Ngati Kahungunu could hold the key to Hawke's Bay's future prosperity, an iwi leader says.
Several hundred members of iwi from Wairoa to Takapau Plain were returning home last night after the Crown signed an agreement to settle dozens of Treaty of Waitangi claims.
Two separate agreements in principle were signed at Parliament yesterday with He Toa Takitini, representatives of the people of Heretaunga-Tamatea, and Northern Hawke's Bay group Te Tira Whakaemi o Te Wairoa, with hopes settlement deeds will be completed by early next year.

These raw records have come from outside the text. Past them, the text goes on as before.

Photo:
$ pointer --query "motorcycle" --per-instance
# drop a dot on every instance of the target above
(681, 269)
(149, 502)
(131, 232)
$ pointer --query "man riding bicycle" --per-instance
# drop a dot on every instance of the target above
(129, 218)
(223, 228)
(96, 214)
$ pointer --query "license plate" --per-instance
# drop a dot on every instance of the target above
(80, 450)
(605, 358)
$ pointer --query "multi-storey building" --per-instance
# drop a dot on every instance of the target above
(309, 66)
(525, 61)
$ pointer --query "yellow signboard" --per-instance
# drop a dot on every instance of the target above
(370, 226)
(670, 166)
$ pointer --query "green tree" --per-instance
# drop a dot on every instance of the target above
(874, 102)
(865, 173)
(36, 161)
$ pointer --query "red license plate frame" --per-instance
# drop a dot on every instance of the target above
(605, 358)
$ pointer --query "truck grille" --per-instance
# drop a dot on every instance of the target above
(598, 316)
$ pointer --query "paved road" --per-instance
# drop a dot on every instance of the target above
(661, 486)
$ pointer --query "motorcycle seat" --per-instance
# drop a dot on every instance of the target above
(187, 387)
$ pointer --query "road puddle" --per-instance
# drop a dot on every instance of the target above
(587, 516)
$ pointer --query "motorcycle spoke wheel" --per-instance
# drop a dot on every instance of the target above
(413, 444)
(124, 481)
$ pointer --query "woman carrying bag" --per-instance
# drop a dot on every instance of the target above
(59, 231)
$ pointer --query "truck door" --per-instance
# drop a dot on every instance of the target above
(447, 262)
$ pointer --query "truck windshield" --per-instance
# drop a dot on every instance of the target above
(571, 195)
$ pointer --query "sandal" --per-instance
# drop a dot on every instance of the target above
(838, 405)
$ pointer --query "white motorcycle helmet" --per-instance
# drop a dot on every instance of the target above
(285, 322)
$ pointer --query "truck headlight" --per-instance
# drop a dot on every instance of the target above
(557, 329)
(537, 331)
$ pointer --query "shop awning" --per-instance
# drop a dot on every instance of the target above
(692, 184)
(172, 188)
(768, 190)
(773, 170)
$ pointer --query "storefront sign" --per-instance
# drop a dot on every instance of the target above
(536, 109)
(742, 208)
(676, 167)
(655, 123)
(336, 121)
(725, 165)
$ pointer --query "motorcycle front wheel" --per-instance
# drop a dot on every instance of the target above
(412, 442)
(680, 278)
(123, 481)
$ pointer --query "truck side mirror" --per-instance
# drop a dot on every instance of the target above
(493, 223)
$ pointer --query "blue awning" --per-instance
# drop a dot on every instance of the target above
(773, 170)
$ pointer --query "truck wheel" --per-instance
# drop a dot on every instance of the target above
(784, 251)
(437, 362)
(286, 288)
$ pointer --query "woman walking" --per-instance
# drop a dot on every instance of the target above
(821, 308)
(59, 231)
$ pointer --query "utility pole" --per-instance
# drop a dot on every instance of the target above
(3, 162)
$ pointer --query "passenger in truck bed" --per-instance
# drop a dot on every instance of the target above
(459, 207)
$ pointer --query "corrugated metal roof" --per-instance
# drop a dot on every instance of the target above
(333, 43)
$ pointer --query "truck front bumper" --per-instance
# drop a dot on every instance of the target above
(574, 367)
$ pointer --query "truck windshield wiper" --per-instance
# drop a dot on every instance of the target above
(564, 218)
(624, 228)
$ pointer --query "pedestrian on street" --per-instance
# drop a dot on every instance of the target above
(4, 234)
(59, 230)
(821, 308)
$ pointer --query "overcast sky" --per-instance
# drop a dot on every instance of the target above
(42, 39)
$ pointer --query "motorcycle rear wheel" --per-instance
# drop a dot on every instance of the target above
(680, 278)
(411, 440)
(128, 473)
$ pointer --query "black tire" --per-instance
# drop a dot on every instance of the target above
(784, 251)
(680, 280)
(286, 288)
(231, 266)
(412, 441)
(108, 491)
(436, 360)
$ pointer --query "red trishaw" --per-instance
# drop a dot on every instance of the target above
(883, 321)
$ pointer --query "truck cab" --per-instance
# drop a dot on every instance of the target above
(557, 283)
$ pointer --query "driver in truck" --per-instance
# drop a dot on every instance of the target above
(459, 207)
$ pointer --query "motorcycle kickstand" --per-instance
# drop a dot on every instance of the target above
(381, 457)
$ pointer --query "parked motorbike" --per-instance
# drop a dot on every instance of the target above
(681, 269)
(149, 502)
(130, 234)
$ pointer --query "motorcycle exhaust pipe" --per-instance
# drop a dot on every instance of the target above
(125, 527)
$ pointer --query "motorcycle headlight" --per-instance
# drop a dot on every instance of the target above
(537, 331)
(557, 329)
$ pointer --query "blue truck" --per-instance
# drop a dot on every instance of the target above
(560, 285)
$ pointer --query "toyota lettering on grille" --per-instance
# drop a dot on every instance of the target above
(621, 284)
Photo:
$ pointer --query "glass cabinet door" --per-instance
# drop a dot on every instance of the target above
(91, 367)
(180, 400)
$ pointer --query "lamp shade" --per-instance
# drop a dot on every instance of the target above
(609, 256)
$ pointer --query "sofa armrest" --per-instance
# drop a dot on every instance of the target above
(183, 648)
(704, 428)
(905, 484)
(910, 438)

Each settlement includes a cash offer of $100 million, and other recognition of loss and grievance, with a unique commitment also from the Crown to the people of Mihiroa Marae, near Hastings, to try to track down 56 taonga missing and believed stolen from the estate of the Pukepuke Tangiora Estate more than 50 years ago.
The agreements follow previous settlements with Raupunga and Mohaka-based Ngati Pahauwera and Tangoio-based Maungaharuru, and agreement with Napier-based Mana Ahuriri, leaving only an agreement with Wairarapa to be made, of six natural groupings of claims within Ngati Kahungunu's rohe stretching from north of Wairarapa to Cape Palliser.